I did have to keep going back and checking which time period I was reading about, as it seemed to be somewhat anachronistic and confusing at times. Apparently the Hungerford massacre was described as occurring at a period during the early 1970's while the twins were children and their mother was alive in the story. I seem to recall this event actually happening in about 1987 and in the book at that time the girls are grown up and their mother long dead. If this was not the case the book didn't make the different times of the narrative clear enough.

In addition, on the first page the narrator describes how twins were 'one person first if only for a millisecond'. Twins separate much later than this (it's days). You'd expect someone writing a book about twins to know this. These things are perhaps trivial, but they do break the spell of the book and undermine the authority of the writer.

Despite reading it in a day, I didn't find it compelling and found it hard to care about any of the characters.
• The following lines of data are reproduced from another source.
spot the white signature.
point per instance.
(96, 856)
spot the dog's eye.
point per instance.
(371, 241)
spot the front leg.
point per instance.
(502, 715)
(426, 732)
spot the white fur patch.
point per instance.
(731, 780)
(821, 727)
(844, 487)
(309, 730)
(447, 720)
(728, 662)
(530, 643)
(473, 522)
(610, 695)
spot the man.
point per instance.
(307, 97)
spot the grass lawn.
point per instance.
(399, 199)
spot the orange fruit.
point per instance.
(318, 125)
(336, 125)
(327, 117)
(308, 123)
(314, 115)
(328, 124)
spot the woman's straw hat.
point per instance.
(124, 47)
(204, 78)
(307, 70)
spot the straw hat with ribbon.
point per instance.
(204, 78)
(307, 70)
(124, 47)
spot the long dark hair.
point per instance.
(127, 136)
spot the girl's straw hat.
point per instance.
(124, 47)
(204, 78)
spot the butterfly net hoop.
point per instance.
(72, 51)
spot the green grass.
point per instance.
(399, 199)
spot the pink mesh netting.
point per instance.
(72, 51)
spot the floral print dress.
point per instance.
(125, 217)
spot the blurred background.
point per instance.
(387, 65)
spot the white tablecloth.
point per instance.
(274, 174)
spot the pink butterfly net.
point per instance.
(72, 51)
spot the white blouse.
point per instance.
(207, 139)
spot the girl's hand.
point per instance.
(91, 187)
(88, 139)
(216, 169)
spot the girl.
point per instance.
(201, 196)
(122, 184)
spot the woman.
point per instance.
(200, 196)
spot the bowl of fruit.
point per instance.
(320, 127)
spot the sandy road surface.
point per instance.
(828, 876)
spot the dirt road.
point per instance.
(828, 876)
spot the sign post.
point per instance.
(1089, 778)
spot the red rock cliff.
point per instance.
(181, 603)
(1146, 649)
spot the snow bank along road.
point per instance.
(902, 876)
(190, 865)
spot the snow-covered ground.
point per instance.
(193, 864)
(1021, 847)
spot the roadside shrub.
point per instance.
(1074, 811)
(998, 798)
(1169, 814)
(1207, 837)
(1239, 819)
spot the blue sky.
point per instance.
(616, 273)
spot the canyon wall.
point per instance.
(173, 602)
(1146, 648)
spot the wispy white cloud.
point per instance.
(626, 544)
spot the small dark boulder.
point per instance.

The descriptive detail was a bit puzzling too: the `Georgian cottage' in Islington? And did the Great Storm of October 1987 occur in the early evening? I remember it as being in the middle of the night... Distracting too was the mention of someone's hair being in `bangs' (a fringe?). I've never heard an English person use this expression; Americanisms like `purse' for handbag etc in an English narrative voice often occur in British books and I suppose that this happens in the hope of there being an American market but wonder why they can't adjust the editions slightly for different markets.....

I think the book has some good ideas but they are not developed effectively.